Sin ninguna duda que la flamante doctora en abogacía se enfrentaba a su primer litigio con el título en la mano… Perdiéndolo sin excusas y consciente de no apelar.

Las indescifrables correas invisibles del amor los unirían hasta sentirse uno o creerse inconcluso ante la ausencia del otro. Como dos niños huérfanos, a consecuencia de una contienda incomprensible, se aliaron para procurar ser felices en la vida.

Quince años de convivencia y necesidades mutuas se truncaban al irse él por la puerta. Con la bronca, el dolor y el amor a cuesta colgando de la vieja mochila. Con la idea de sentirse digno, de pararse con sus defectos y virtudes ante la vida, con sus errores y aciertos. Y comprobando así que no solo matan los objetos materiales, sino que también las palabras causan la muerte. Confirmando que la Fe no brota de las resecas estructuras de cemento que conforman los ilusorios palacios que simulan la felicidad.

Ella que logró pulir a ese tipo tosco y opaco; haciéndole lucir un brillo inconfundible en las oscuras noches en donde no es conveniente la soledad. Así moldeó a un socio para la vida en una triste sociedad. Consumista, acelerada y violenta que es indiferente frente al amor por más que este nunca perezca ante el odio.

Él, un torbellino informal, destiñó con colores vivos la conservadora vida de Astrid. Que tomaba el té a las cinco de la tarde; no veía revistas pornográficas porque era pecado; ni se masturbaba por temor a un castigo divino.

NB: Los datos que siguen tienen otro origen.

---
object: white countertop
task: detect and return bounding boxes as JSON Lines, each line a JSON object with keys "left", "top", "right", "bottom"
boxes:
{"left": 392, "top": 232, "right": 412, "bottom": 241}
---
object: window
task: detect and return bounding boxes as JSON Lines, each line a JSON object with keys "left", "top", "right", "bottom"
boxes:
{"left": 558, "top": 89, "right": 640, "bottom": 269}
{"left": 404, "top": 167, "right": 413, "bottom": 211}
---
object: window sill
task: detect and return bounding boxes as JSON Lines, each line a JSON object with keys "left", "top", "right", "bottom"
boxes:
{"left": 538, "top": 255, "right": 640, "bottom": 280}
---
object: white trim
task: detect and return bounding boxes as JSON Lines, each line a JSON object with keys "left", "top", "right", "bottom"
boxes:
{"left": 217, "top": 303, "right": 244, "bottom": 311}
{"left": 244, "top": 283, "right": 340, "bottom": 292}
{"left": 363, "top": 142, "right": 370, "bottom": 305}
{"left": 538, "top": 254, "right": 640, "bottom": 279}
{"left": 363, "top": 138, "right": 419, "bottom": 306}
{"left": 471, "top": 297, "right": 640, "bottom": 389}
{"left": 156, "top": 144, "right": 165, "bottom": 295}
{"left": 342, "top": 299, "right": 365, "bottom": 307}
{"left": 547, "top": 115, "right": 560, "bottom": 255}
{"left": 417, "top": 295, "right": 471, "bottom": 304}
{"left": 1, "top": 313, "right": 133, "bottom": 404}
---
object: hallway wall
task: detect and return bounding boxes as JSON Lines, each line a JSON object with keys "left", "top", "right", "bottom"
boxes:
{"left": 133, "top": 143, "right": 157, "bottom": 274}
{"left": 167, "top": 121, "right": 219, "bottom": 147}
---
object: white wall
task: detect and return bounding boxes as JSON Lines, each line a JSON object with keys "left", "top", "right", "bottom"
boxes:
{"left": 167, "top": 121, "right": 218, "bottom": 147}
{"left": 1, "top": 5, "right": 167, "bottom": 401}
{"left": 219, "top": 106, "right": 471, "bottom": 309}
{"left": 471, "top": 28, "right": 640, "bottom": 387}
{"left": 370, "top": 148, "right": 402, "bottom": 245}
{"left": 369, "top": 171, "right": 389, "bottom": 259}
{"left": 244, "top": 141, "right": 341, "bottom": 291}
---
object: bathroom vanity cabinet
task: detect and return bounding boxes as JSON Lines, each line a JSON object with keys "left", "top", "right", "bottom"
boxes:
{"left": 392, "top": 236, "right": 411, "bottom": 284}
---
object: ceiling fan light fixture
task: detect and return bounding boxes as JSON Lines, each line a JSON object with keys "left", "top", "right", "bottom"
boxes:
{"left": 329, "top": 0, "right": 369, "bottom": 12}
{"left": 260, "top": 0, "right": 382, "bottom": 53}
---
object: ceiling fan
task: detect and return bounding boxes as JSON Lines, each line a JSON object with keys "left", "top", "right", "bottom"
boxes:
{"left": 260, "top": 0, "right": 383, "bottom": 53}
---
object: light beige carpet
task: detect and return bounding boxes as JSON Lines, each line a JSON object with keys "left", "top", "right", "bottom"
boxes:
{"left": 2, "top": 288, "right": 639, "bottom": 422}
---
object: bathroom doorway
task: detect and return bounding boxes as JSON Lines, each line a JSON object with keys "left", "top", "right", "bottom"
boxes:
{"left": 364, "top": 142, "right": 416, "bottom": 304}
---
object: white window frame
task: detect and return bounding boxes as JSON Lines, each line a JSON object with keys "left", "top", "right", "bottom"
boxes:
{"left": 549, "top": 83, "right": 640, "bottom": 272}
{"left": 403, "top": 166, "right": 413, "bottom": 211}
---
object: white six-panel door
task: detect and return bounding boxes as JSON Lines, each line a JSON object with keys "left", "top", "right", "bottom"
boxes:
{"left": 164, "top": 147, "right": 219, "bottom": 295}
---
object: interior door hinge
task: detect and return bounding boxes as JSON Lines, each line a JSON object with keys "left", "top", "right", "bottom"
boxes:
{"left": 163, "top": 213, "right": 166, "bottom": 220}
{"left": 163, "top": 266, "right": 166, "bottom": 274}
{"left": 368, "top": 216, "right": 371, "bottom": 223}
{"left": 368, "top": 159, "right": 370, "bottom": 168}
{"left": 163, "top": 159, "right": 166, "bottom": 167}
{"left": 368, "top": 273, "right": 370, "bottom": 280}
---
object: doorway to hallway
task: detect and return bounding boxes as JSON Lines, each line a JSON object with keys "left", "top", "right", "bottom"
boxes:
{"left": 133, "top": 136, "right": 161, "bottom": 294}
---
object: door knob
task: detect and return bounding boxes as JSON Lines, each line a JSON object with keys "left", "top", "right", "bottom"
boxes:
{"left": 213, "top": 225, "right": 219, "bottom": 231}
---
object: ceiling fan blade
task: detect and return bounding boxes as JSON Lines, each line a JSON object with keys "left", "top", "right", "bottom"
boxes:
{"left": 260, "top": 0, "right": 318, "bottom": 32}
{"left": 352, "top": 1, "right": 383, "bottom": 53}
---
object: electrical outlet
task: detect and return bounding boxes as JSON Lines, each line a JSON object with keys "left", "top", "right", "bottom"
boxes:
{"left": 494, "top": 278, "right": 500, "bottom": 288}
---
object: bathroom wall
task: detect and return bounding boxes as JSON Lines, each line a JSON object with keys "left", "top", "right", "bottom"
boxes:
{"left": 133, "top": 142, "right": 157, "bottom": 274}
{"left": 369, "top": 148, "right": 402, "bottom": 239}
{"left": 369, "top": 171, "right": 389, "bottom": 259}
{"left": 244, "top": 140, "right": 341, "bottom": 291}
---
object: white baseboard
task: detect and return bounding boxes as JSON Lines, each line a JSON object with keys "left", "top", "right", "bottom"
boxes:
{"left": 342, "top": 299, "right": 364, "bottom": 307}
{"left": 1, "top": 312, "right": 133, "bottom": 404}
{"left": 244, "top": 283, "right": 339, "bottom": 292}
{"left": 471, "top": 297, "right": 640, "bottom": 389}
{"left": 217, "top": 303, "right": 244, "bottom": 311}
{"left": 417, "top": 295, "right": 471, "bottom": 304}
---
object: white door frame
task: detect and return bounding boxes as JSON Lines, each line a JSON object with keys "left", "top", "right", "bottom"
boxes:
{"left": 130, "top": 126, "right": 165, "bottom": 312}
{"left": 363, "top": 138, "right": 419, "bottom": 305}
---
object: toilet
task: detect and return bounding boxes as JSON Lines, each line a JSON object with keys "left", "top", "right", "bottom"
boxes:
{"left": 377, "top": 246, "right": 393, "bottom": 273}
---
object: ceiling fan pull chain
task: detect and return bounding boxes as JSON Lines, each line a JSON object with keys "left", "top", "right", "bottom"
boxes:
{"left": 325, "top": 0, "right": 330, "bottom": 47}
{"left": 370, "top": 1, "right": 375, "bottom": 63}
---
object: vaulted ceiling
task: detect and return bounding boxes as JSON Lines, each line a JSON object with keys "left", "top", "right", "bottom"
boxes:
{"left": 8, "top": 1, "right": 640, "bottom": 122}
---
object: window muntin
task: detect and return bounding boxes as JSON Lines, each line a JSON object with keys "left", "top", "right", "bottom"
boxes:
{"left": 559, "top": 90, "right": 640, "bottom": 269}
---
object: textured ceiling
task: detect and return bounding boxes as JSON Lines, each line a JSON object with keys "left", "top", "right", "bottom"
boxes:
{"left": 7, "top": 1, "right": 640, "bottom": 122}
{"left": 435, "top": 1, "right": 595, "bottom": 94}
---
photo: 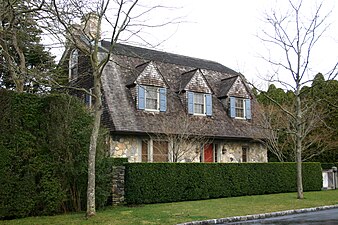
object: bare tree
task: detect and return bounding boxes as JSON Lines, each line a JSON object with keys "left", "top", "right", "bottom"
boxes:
{"left": 257, "top": 0, "right": 335, "bottom": 199}
{"left": 45, "top": 0, "right": 180, "bottom": 217}
{"left": 152, "top": 109, "right": 211, "bottom": 162}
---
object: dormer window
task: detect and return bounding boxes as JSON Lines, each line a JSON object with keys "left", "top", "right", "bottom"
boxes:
{"left": 187, "top": 91, "right": 212, "bottom": 116}
{"left": 230, "top": 97, "right": 251, "bottom": 120}
{"left": 138, "top": 85, "right": 166, "bottom": 112}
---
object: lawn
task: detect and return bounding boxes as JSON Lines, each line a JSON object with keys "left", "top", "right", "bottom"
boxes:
{"left": 2, "top": 190, "right": 338, "bottom": 225}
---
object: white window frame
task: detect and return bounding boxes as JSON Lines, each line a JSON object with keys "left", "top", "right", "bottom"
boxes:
{"left": 193, "top": 92, "right": 206, "bottom": 116}
{"left": 235, "top": 98, "right": 246, "bottom": 119}
{"left": 144, "top": 86, "right": 160, "bottom": 112}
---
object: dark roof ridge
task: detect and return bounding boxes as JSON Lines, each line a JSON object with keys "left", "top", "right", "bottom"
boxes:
{"left": 221, "top": 75, "right": 238, "bottom": 81}
{"left": 181, "top": 68, "right": 199, "bottom": 76}
{"left": 135, "top": 61, "right": 151, "bottom": 68}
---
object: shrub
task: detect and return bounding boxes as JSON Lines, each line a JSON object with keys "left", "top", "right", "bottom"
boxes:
{"left": 0, "top": 90, "right": 110, "bottom": 219}
{"left": 125, "top": 162, "right": 322, "bottom": 204}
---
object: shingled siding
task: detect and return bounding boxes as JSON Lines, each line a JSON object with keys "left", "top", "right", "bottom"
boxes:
{"left": 108, "top": 135, "right": 267, "bottom": 163}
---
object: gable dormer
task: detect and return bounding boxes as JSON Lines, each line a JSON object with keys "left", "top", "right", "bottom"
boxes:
{"left": 127, "top": 61, "right": 168, "bottom": 112}
{"left": 219, "top": 76, "right": 252, "bottom": 120}
{"left": 181, "top": 69, "right": 212, "bottom": 94}
{"left": 181, "top": 69, "right": 213, "bottom": 116}
{"left": 135, "top": 61, "right": 168, "bottom": 88}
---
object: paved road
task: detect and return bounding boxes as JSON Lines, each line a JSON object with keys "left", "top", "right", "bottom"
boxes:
{"left": 224, "top": 208, "right": 338, "bottom": 225}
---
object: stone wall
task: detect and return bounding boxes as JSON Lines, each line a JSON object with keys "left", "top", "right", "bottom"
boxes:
{"left": 112, "top": 166, "right": 125, "bottom": 205}
{"left": 109, "top": 135, "right": 141, "bottom": 162}
{"left": 220, "top": 142, "right": 267, "bottom": 163}
{"left": 109, "top": 134, "right": 267, "bottom": 163}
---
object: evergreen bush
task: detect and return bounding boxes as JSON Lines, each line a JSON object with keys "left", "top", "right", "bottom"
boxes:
{"left": 125, "top": 162, "right": 322, "bottom": 204}
{"left": 0, "top": 90, "right": 110, "bottom": 219}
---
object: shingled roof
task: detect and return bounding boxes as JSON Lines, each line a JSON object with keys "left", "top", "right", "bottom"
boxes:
{"left": 100, "top": 42, "right": 261, "bottom": 140}
{"left": 102, "top": 41, "right": 240, "bottom": 75}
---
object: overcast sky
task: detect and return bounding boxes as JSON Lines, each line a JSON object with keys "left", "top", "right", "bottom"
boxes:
{"left": 50, "top": 0, "right": 338, "bottom": 89}
{"left": 130, "top": 0, "right": 338, "bottom": 88}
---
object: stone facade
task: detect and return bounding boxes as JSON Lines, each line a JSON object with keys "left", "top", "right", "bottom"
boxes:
{"left": 109, "top": 135, "right": 141, "bottom": 162}
{"left": 220, "top": 142, "right": 267, "bottom": 163}
{"left": 109, "top": 135, "right": 267, "bottom": 163}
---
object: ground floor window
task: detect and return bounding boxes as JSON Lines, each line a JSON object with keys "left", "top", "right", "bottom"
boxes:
{"left": 242, "top": 147, "right": 248, "bottom": 162}
{"left": 153, "top": 141, "right": 169, "bottom": 162}
{"left": 141, "top": 139, "right": 168, "bottom": 162}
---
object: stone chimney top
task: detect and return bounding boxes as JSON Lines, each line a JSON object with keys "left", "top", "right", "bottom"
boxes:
{"left": 81, "top": 12, "right": 100, "bottom": 40}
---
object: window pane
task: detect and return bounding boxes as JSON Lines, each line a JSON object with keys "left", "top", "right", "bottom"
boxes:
{"left": 194, "top": 93, "right": 203, "bottom": 104}
{"left": 146, "top": 99, "right": 157, "bottom": 109}
{"left": 153, "top": 141, "right": 168, "bottom": 162}
{"left": 142, "top": 140, "right": 148, "bottom": 162}
{"left": 194, "top": 104, "right": 203, "bottom": 114}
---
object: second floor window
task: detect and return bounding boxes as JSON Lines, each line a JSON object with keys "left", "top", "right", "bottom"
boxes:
{"left": 138, "top": 85, "right": 166, "bottom": 112}
{"left": 194, "top": 93, "right": 204, "bottom": 114}
{"left": 230, "top": 97, "right": 251, "bottom": 120}
{"left": 145, "top": 86, "right": 158, "bottom": 110}
{"left": 187, "top": 91, "right": 212, "bottom": 116}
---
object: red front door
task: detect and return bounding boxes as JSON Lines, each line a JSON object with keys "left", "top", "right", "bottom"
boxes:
{"left": 204, "top": 144, "right": 213, "bottom": 162}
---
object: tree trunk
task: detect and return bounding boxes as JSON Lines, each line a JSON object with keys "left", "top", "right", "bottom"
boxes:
{"left": 295, "top": 91, "right": 304, "bottom": 199}
{"left": 86, "top": 69, "right": 102, "bottom": 217}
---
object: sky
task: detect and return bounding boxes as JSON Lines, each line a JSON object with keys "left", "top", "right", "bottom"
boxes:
{"left": 125, "top": 0, "right": 338, "bottom": 89}
{"left": 50, "top": 0, "right": 338, "bottom": 89}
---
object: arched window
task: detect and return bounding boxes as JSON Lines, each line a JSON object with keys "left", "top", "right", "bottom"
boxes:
{"left": 69, "top": 49, "right": 79, "bottom": 80}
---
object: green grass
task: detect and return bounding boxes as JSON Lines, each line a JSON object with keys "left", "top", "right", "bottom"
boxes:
{"left": 2, "top": 190, "right": 338, "bottom": 225}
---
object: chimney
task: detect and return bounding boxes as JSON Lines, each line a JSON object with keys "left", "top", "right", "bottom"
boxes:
{"left": 81, "top": 12, "right": 100, "bottom": 40}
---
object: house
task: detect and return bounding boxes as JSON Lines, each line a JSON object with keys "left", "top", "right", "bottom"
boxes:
{"left": 64, "top": 39, "right": 267, "bottom": 163}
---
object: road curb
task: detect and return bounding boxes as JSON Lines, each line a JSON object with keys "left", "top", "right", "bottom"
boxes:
{"left": 177, "top": 204, "right": 338, "bottom": 225}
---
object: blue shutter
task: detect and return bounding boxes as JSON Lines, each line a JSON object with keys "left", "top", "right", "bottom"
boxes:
{"left": 245, "top": 99, "right": 251, "bottom": 119}
{"left": 138, "top": 85, "right": 145, "bottom": 110}
{"left": 187, "top": 91, "right": 194, "bottom": 114}
{"left": 159, "top": 88, "right": 166, "bottom": 112}
{"left": 230, "top": 97, "right": 236, "bottom": 118}
{"left": 205, "top": 94, "right": 212, "bottom": 116}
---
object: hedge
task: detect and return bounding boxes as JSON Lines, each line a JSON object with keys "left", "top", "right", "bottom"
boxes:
{"left": 0, "top": 90, "right": 110, "bottom": 219}
{"left": 125, "top": 162, "right": 322, "bottom": 204}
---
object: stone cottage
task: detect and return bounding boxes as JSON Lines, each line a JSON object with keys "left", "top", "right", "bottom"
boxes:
{"left": 64, "top": 41, "right": 267, "bottom": 163}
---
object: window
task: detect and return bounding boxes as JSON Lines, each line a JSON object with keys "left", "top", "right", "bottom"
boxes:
{"left": 235, "top": 98, "right": 245, "bottom": 118}
{"left": 141, "top": 139, "right": 168, "bottom": 162}
{"left": 242, "top": 147, "right": 248, "bottom": 162}
{"left": 69, "top": 49, "right": 78, "bottom": 80}
{"left": 145, "top": 86, "right": 158, "bottom": 110}
{"left": 194, "top": 93, "right": 204, "bottom": 114}
{"left": 153, "top": 141, "right": 169, "bottom": 162}
{"left": 187, "top": 91, "right": 212, "bottom": 116}
{"left": 230, "top": 97, "right": 251, "bottom": 119}
{"left": 138, "top": 85, "right": 166, "bottom": 112}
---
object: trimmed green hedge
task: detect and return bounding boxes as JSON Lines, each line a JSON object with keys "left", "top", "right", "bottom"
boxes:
{"left": 125, "top": 162, "right": 322, "bottom": 204}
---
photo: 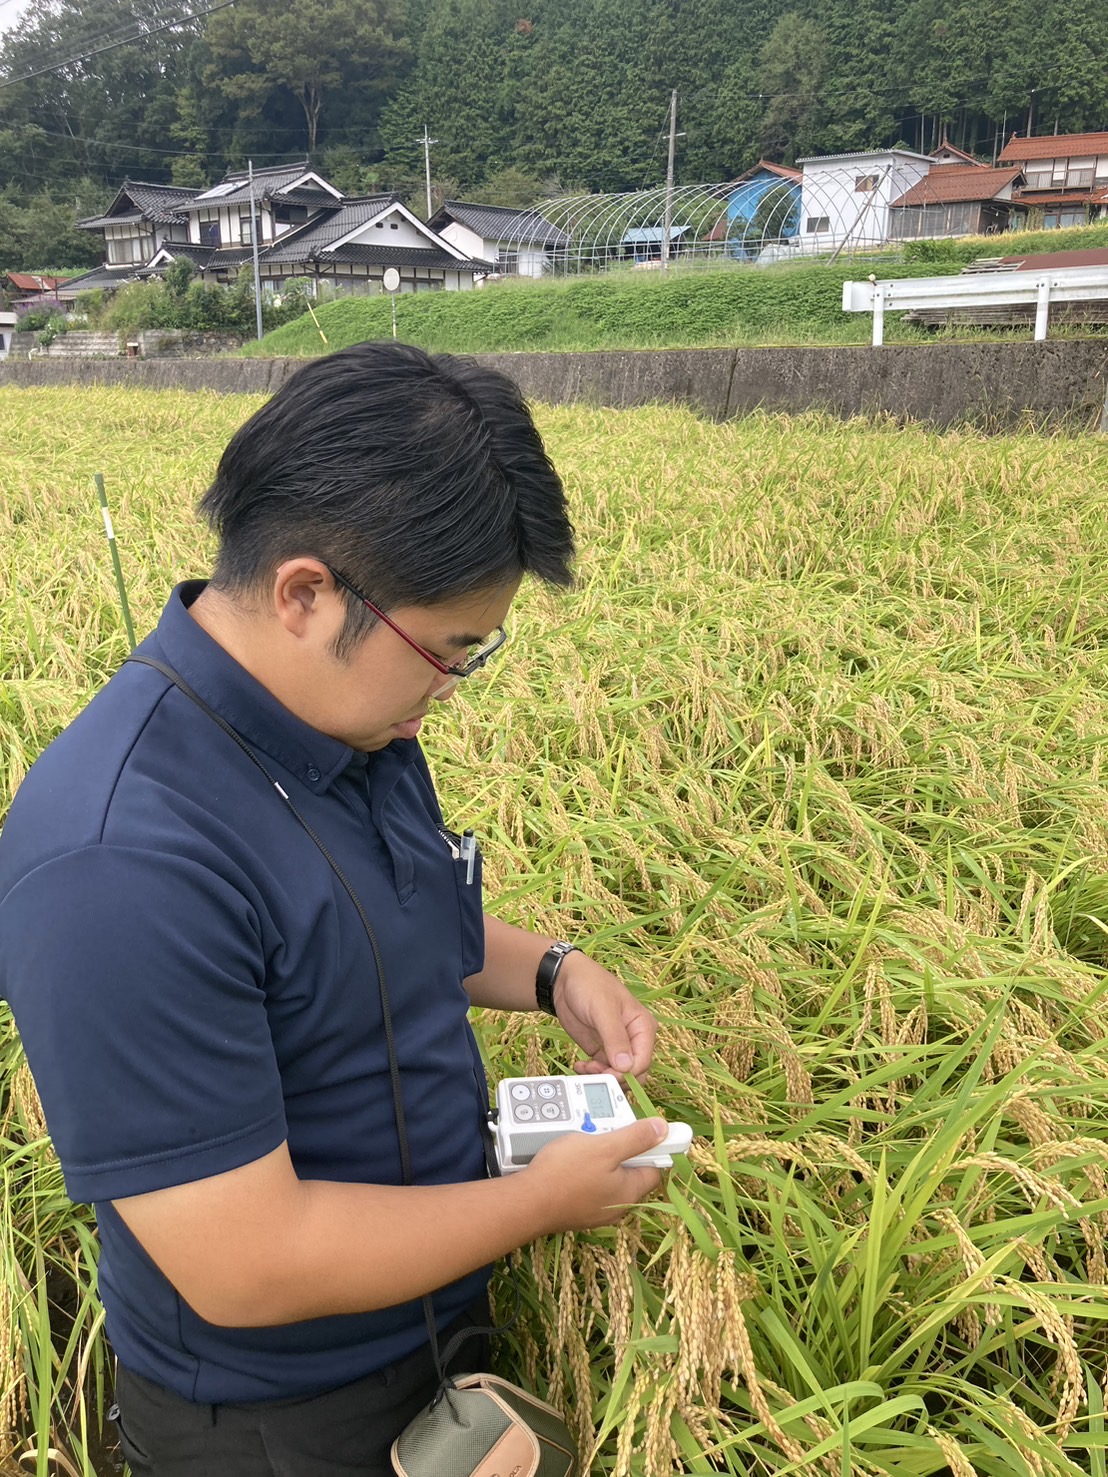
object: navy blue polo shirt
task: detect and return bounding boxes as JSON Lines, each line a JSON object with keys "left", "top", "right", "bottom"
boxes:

Pero allí estaba ella sola, con esa casa amplia que aterraba de quietud. Faltaba que Edelmiro pusiera en un volumen alto un compact de Led Zeppelin, mientras ella desde su despacho le recriminaría que bajara la música porque no podía concentrarse en su trabajo. Entonces él como un niño caprichoso, que en realidad lo era, con la excusa de que sí le parecían bien los puntos bajados de la potencia del equipo; entraba en su hermético recinto. Donde no faltaban los pilones de papeles compitiendo con el amontonamiento de carpetas de distintos tamaños y colores que reposaban en un pesadísimo escritorio de cedro con cajones abarrotados de papeletas insignificantes para él. Las lámparas hindúes y las plantas de interiores japonesas derrochaban soberbia y mezquindad ante las excelentes réplicas de Manet, Velázquez y Rivera que penden de los tornillos incrustados en las paredes.

A uno de los lados se encuentra la amplía ventana que filtra claridad y permite que entre una brisa agradable pero irrespetuosa ante la rigidez de la reja colonial que da al fondo de la finca. Al lado de la ventana se haya el escritorio, con la computadora la mayor parte del día prendida para uso exclusivo de Astrid; experta en enloquecer al teclado con sus dedos.